Nous devrons d’ailleurs distinguer la croissance du progrès : la croissance économique quand elle accentue les inégalités sociales ou porte atteinte à l’environnement n’est plus admissible, ce n’est pas du progrès.

J’en veux pour preuve ce qui vient d’arriver pour la première fois dans l’histoire de l’humanité : un groupe humain, les Américains pour être précis, a vu son espérance de vie diminuer (d’environ un mois) alors que l’homme a toujours vu cette espérance de vie augmenter.

Un autre événement va d’ailleurs aussi bouleverser notre futur, il a fait fantasmer tous nos auteurs de science fiction mais aujourd’hui il est là. Je veux parler du premier robot humanoïde Robonaut 2 embarqué dans le dernier vol Discovery le 24 février dernier, celui-ci sera capable d’action autonome. Et laisse bien entendu penser à une future révolution technologique.
Ainsi il en va probablement de même pour ce qui sera peut être l’industrie de la mobilité. Peut on imaginer une production automobile, même électrique, exponentielle qui amènerait à une consommation encore plus importante de foncier (routes, parkings garages privés) au détriment d’une agriculture qui doit nous nourrir.

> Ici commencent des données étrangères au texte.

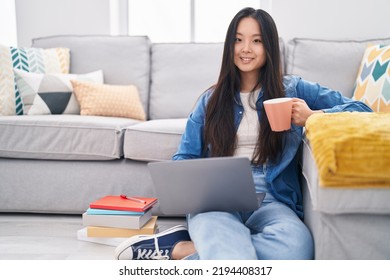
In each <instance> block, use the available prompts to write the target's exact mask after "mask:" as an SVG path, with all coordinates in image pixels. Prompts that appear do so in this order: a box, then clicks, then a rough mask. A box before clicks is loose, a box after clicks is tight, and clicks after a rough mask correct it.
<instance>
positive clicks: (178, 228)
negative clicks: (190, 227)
mask: <svg viewBox="0 0 390 280" xmlns="http://www.w3.org/2000/svg"><path fill="white" fill-rule="evenodd" d="M190 240H191V239H190V236H189V234H188V231H187V229H186V227H184V226H182V225H179V226H175V227H172V228H170V229H167V230H165V231H163V232H160V233H157V234H153V235H136V236H133V237H131V238H129V239H127V240H125V241H123V242H122V243H121V244H120V245H119V246H118V247H117V248H116V249H115V259H118V260H170V259H172V249H173V247H174V246H175V245H176V243H178V242H180V241H190Z"/></svg>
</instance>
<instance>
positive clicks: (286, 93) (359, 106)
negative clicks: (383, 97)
mask: <svg viewBox="0 0 390 280" xmlns="http://www.w3.org/2000/svg"><path fill="white" fill-rule="evenodd" d="M283 84H284V88H285V93H286V96H287V97H297V98H300V99H303V100H305V101H306V103H307V105H308V106H309V108H310V109H312V110H323V111H324V112H325V113H333V112H342V111H360V112H369V111H372V110H371V109H370V107H368V106H367V105H365V104H364V103H362V102H359V101H354V100H351V99H349V98H346V97H344V96H343V95H342V94H341V93H340V92H338V91H334V90H331V89H328V88H325V87H322V86H321V85H319V84H317V83H311V82H308V81H305V80H303V79H301V78H300V77H297V76H285V77H284V80H283ZM211 94H212V90H208V91H206V92H205V93H204V94H203V95H202V96H201V97H200V98H199V100H198V102H197V104H196V105H195V108H194V110H193V111H192V113H191V114H190V116H189V118H188V120H187V125H186V129H185V132H184V134H183V136H182V139H181V143H180V145H179V148H178V150H177V152H176V154H175V155H173V157H172V159H173V160H182V159H194V158H200V157H202V156H203V155H202V151H203V145H204V138H203V129H204V124H205V110H206V104H207V101H208V100H209V97H210V95H211ZM263 94H264V93H263V90H261V91H260V94H259V97H258V99H257V101H256V108H257V113H258V116H259V119H260V118H261V112H262V107H263ZM243 111H244V108H243V106H242V104H241V100H240V94H239V92H237V94H236V102H235V105H234V120H235V127H236V129H238V126H239V124H240V121H241V119H242V116H243ZM302 132H303V128H302V127H300V126H296V125H294V124H292V126H291V129H290V130H289V131H287V132H286V144H285V148H284V150H283V151H282V155H281V160H280V161H279V162H278V163H277V164H273V163H267V174H266V178H265V179H266V182H267V184H268V187H269V188H270V190H271V192H272V195H273V196H274V197H275V198H276V199H278V200H279V201H281V202H283V203H285V204H287V205H288V206H289V207H290V208H291V209H293V210H294V211H295V212H296V213H297V215H298V216H299V217H300V218H302V217H303V206H302V192H301V187H300V183H299V165H298V160H299V153H298V150H299V147H300V144H301V142H302V135H303V133H302Z"/></svg>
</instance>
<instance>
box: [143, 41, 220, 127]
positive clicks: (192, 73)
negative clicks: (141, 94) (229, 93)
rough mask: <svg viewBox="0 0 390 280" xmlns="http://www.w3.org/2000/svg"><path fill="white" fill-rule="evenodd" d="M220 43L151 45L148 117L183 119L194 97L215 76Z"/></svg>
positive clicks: (210, 85)
mask: <svg viewBox="0 0 390 280" xmlns="http://www.w3.org/2000/svg"><path fill="white" fill-rule="evenodd" d="M222 52H223V44H222V43H161V44H153V45H152V64H151V77H152V79H151V89H150V105H149V116H150V118H151V119H168V118H185V117H187V116H188V114H189V113H190V111H191V109H192V108H193V106H194V105H195V102H196V100H197V98H198V97H199V96H200V95H201V94H202V93H203V92H204V91H205V90H206V89H207V88H209V87H210V86H212V85H213V84H215V83H216V82H217V79H218V75H219V71H220V65H221V60H222Z"/></svg>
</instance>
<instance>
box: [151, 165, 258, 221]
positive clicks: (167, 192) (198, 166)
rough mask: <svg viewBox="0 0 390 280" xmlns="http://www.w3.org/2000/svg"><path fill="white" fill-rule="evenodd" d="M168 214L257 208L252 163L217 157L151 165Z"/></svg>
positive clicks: (158, 196)
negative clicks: (253, 180)
mask: <svg viewBox="0 0 390 280" xmlns="http://www.w3.org/2000/svg"><path fill="white" fill-rule="evenodd" d="M148 167H149V171H150V174H151V176H152V180H153V184H154V187H155V191H156V193H157V198H158V201H159V204H160V210H161V212H162V213H163V214H165V215H186V214H190V213H201V212H208V211H228V212H230V211H253V210H256V209H258V208H259V207H260V205H261V202H262V201H263V199H264V196H265V193H260V194H256V191H255V184H254V182H253V177H252V169H251V163H250V161H249V159H248V158H244V157H215V158H202V159H188V160H178V161H164V162H152V163H149V164H148Z"/></svg>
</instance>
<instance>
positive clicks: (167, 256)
mask: <svg viewBox="0 0 390 280" xmlns="http://www.w3.org/2000/svg"><path fill="white" fill-rule="evenodd" d="M154 247H155V249H154V250H153V249H137V260H169V259H170V258H169V250H160V247H159V246H158V240H157V238H154Z"/></svg>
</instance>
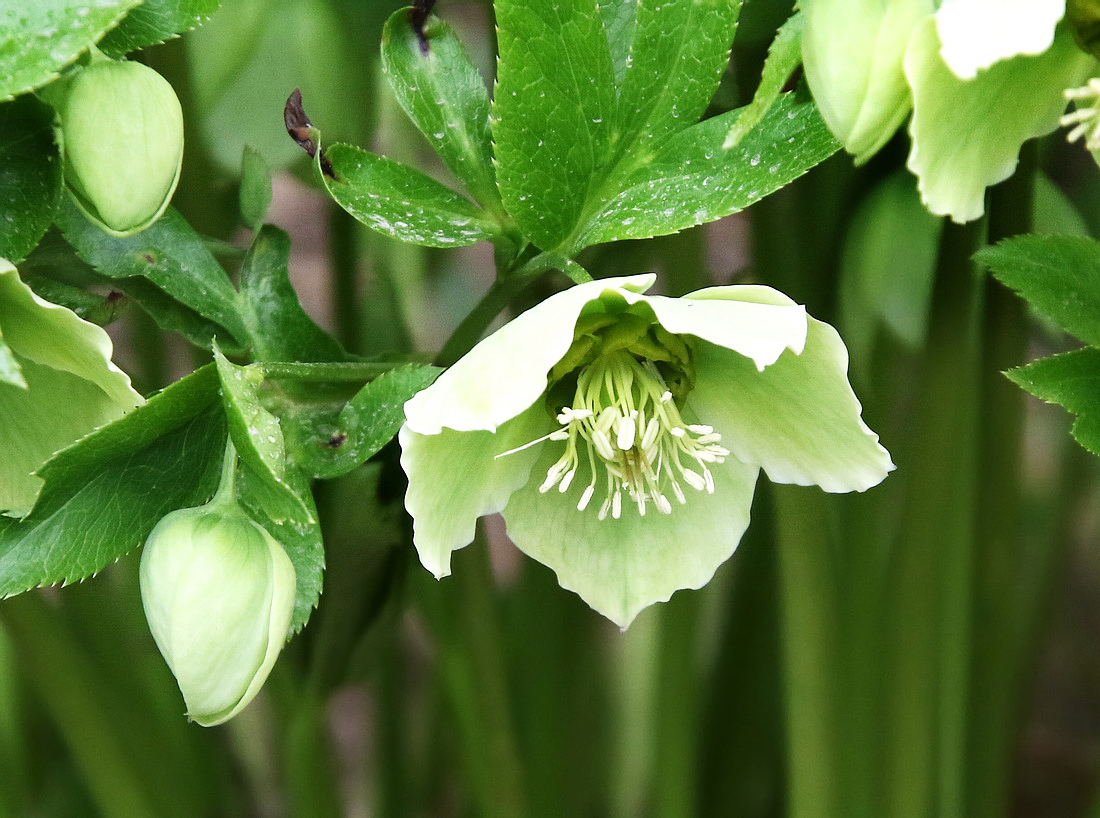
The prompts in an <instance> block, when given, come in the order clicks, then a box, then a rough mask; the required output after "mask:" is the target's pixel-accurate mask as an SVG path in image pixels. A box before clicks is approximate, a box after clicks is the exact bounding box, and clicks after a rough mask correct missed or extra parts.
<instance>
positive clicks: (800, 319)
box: [638, 287, 806, 369]
mask: <svg viewBox="0 0 1100 818" xmlns="http://www.w3.org/2000/svg"><path fill="white" fill-rule="evenodd" d="M740 289H741V288H738V287H711V288H708V289H706V290H700V291H698V292H695V294H693V295H692V296H690V297H687V298H664V297H662V296H649V297H647V296H639V297H638V298H639V299H645V300H646V301H647V302H648V303H649V306H650V307H652V308H653V312H654V313H656V316H657V320H658V321H660V322H661V325H662V327H663V328H664V329H665V330H668V331H669V332H672V333H674V334H678V335H680V334H691V335H695V336H696V338H701V339H703V340H705V341H709V342H711V343H714V344H718V345H719V346H725V347H726V349H727V350H734V351H736V352H738V353H740V354H741V355H745V356H746V357H748V358H751V360H752V362H753V363H755V364H756V366H757V368H758V369H763V368H764V367H766V366H770V365H771V364H773V363H774V362H775V361H777V360H778V358H779V356H780V355H782V354H783V352H784V351H787V350H790V351H792V352H794V353H795V354H798V353H800V352H802V347H803V344H805V342H806V308H805V307H803V306H801V305H796V303H794V302H793V301H790V300H788V302H787V303H779V302H772V303H760V302H752V300H751V299H744V300H742V299H740V298H738V297H737V292H738V291H739V290H740Z"/></svg>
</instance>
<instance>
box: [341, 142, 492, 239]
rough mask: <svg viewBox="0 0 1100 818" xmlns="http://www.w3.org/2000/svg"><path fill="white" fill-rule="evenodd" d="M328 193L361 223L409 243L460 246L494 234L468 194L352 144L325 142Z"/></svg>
mask: <svg viewBox="0 0 1100 818" xmlns="http://www.w3.org/2000/svg"><path fill="white" fill-rule="evenodd" d="M326 154H327V156H328V157H329V161H330V162H331V163H332V168H333V170H334V172H335V175H337V178H335V179H331V178H329V177H328V176H324V177H323V179H324V187H326V188H327V189H328V191H329V194H330V195H331V196H332V198H333V199H335V200H337V202H338V203H339V205H340V207H342V208H343V209H344V210H346V211H348V212H349V213H351V214H352V215H353V217H355V218H356V219H359V221H361V222H363V223H364V224H365V225H366V226H368V228H372V229H373V230H376V231H378V232H379V233H383V234H385V235H388V236H390V237H393V239H397V240H398V241H401V242H408V243H409V244H423V245H427V246H429V247H461V246H464V245H466V244H475V243H476V242H480V241H485V240H488V239H493V237H494V236H495V235H496V231H497V226H496V225H494V224H493V223H492V222H491V221H489V220H487V219H486V218H485V214H484V213H483V212H482V211H481V210H478V209H477V208H476V207H475V206H474V205H473V203H472V202H471V201H470V200H469V199H465V198H463V197H462V196H459V195H458V194H456V192H454V191H453V190H451V189H450V188H447V187H443V186H442V185H440V184H439V183H438V181H436V180H434V179H432V178H430V177H428V176H425V175H423V174H421V173H420V172H419V170H414V169H412V168H410V167H408V166H406V165H401V164H400V163H397V162H394V161H393V159H387V158H385V157H384V156H377V155H376V154H372V153H370V152H367V151H363V150H362V148H359V147H353V146H352V145H341V144H337V145H332V146H331V147H327V148H326Z"/></svg>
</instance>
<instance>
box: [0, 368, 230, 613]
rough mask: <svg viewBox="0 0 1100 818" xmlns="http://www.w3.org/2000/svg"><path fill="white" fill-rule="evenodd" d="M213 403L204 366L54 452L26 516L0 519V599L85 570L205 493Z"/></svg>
mask: <svg viewBox="0 0 1100 818" xmlns="http://www.w3.org/2000/svg"><path fill="white" fill-rule="evenodd" d="M217 400H218V393H217V378H216V375H215V371H213V367H212V366H208V367H204V368H202V369H199V371H198V372H196V373H194V374H191V375H189V376H187V377H186V378H183V379H182V380H179V382H177V383H175V384H173V385H172V386H169V387H168V388H167V389H165V390H164V391H162V393H160V394H158V395H155V396H153V397H152V398H151V399H150V400H149V402H147V404H145V405H144V406H141V407H138V408H136V409H134V410H133V411H132V412H130V413H129V414H127V416H124V417H122V418H120V419H119V420H117V421H114V422H113V423H109V424H108V425H106V427H102V428H100V429H98V430H97V431H95V432H92V433H91V434H89V435H88V436H87V438H84V439H83V440H80V441H78V442H77V443H74V444H73V445H72V446H69V447H67V449H64V450H62V451H61V452H58V453H57V454H56V455H54V457H53V458H52V460H51V461H50V462H47V463H46V464H45V465H44V466H43V467H42V468H41V469H40V471H38V476H40V477H42V478H43V479H44V480H45V485H44V486H43V488H42V493H41V494H40V495H38V499H37V502H36V504H35V506H34V508H33V509H32V511H31V513H30V515H27V517H25V518H24V519H22V520H13V519H8V518H0V597H3V596H11V595H13V594H20V593H22V592H24V590H27V589H30V588H33V587H36V586H38V585H51V584H55V583H70V582H75V581H77V579H84V578H85V577H88V576H91V575H92V574H96V573H97V572H99V571H101V570H102V568H103V567H106V566H107V565H109V564H111V563H112V562H114V561H116V560H118V559H119V557H121V556H123V555H124V554H125V553H127V552H129V551H130V550H131V549H133V548H134V546H136V545H139V544H141V542H142V541H144V539H145V538H146V537H147V535H149V532H150V531H151V530H152V529H153V527H154V526H155V524H156V522H157V521H158V520H160V519H161V518H162V517H164V515H166V513H167V512H168V511H173V510H175V509H177V508H187V507H189V506H196V505H199V504H201V502H205V501H206V500H207V499H209V498H210V496H211V494H212V493H213V489H215V488H216V486H217V483H218V473H219V468H220V464H221V456H222V451H223V449H224V444H226V421H224V417H223V414H222V411H221V408H220V407H219V406H218V404H217ZM153 479H155V482H156V483H155V490H151V485H150V484H151V480H153Z"/></svg>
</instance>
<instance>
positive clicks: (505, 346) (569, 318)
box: [405, 275, 656, 434]
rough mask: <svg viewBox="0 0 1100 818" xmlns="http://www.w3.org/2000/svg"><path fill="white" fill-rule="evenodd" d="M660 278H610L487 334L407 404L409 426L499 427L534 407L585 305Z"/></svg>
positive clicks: (569, 293)
mask: <svg viewBox="0 0 1100 818" xmlns="http://www.w3.org/2000/svg"><path fill="white" fill-rule="evenodd" d="M654 279H656V276H653V275H641V276H627V277H621V278H604V279H602V280H596V281H588V283H586V284H579V285H576V286H575V287H570V288H569V289H566V290H563V291H561V292H558V294H557V295H553V296H551V297H550V298H548V299H547V300H544V301H542V302H541V303H540V305H538V306H537V307H533V308H531V309H529V310H527V312H524V313H522V314H520V316H518V317H517V318H515V319H513V320H511V321H509V322H508V323H507V324H505V325H504V327H502V328H500V329H499V330H497V331H496V332H494V333H493V334H492V335H489V336H488V338H486V339H484V340H483V341H482V342H481V343H478V344H477V345H476V346H474V349H472V350H471V351H470V352H469V353H466V354H465V355H464V356H463V357H462V358H461V360H460V361H459V362H458V363H455V364H454V365H453V366H452V367H450V368H449V369H448V371H447V372H444V373H443V374H442V375H440V376H439V378H438V379H437V380H436V383H434V384H432V385H431V386H429V387H428V388H427V389H425V390H423V391H421V393H419V394H417V395H416V396H415V397H414V398H411V399H410V400H408V401H407V402H406V404H405V420H406V423H407V424H408V427H409V428H410V429H411V430H414V431H416V432H419V433H420V434H437V433H438V432H439V431H440V430H442V429H453V430H455V431H473V430H478V429H481V430H485V431H489V432H492V431H494V430H495V429H496V428H497V427H498V425H500V424H502V423H504V422H506V421H508V420H510V419H511V418H515V417H516V416H517V414H519V413H520V412H522V411H524V410H525V409H527V408H528V407H529V406H531V405H532V404H533V402H535V401H536V400H538V399H539V396H541V395H542V393H543V391H546V388H547V373H548V372H549V371H550V368H551V367H552V366H553V365H554V364H557V363H558V362H559V361H560V360H561V358H562V356H564V354H565V352H566V351H568V350H569V347H570V344H572V343H573V330H574V328H575V325H576V319H577V317H579V316H580V314H581V310H582V309H583V308H584V305H586V303H587V302H588V301H593V300H595V299H597V298H599V296H601V294H603V292H604V291H605V290H619V291H620V292H621V295H624V296H628V295H634V294H636V292H640V291H645V290H646V289H648V288H649V287H651V286H652V284H653V280H654Z"/></svg>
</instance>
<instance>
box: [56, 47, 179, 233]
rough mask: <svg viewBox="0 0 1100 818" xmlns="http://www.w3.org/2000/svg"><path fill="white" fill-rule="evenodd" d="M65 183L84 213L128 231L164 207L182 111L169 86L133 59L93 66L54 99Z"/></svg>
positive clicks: (113, 228) (171, 195)
mask: <svg viewBox="0 0 1100 818" xmlns="http://www.w3.org/2000/svg"><path fill="white" fill-rule="evenodd" d="M58 114H59V118H61V141H62V147H63V150H64V153H65V181H66V184H67V185H68V189H69V192H70V194H72V195H73V198H74V199H75V201H76V202H77V205H78V206H79V207H80V209H81V210H84V211H85V213H86V214H87V215H88V217H89V218H90V219H92V221H96V222H97V223H99V224H100V226H102V228H103V229H105V230H107V231H108V232H109V233H112V234H114V235H130V234H132V233H136V232H139V231H141V230H144V229H145V228H147V226H149V225H150V224H152V223H153V222H154V221H156V220H157V219H158V218H160V217H161V214H162V213H163V212H164V210H165V208H167V207H168V201H169V200H171V199H172V194H173V192H174V191H175V189H176V183H177V181H178V179H179V167H180V163H182V162H183V156H184V114H183V110H182V109H180V107H179V100H178V99H177V98H176V92H175V91H174V90H173V89H172V86H171V85H169V84H168V81H167V80H165V79H164V77H162V76H161V75H160V74H157V73H156V71H154V70H153V69H152V68H149V67H146V66H144V65H141V64H140V63H129V62H127V63H114V62H109V60H108V62H100V63H95V64H92V65H91V66H89V67H88V68H85V69H84V70H81V71H80V73H79V74H78V75H77V76H76V77H74V78H73V80H72V81H70V84H69V86H68V88H67V89H66V91H65V97H64V99H63V101H62V102H61V104H59V109H58Z"/></svg>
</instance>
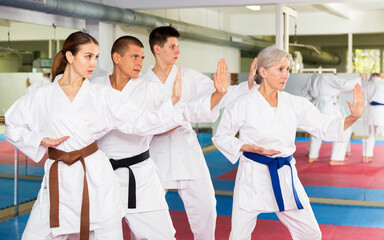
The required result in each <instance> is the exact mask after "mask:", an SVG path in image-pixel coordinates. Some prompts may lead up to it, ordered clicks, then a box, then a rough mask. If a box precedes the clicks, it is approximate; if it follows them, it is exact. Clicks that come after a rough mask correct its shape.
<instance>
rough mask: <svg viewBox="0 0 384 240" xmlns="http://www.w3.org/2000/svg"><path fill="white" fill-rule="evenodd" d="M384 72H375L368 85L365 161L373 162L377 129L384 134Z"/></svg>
mask: <svg viewBox="0 0 384 240" xmlns="http://www.w3.org/2000/svg"><path fill="white" fill-rule="evenodd" d="M383 78H384V73H380V74H373V75H372V79H371V80H370V81H369V82H368V86H367V104H369V105H368V109H367V119H368V125H369V135H368V138H367V139H366V140H365V141H364V144H363V162H366V163H369V162H372V157H373V149H374V147H375V138H376V133H377V130H380V133H381V134H382V135H384V79H383Z"/></svg>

Je ne veux pas me faire plus long, mais nous devons bien entendu imaginer dès à présent quelles seront des politiques que nous initions aujourd’hui comme la formation tout au long de la vie, et là, nous avons bien cette centralité humaine, tout comme d’ailleurs le cadencement, dont nos deux vice présidents auront surement une vision prospective à nous faire partager.

Enfin, il me semble utile d’intégrer dans nos réflexions une réalité que l’on oublie bien souvent, je veux parler du travail.
En effet depuis maintenant de nombreuses années, le volume total des heures travaillées dans les industries de production ne cesse de diminuer alors que les augmentations de volume se font sur les services.

Nous ne souhaitons pas dans cet exercice nous limiter en nous autocensurant mais peut être utiliser la méthode plus intuitive décrite par Hugues de Jouvenel qui recherche les faits porteurs d’avenir.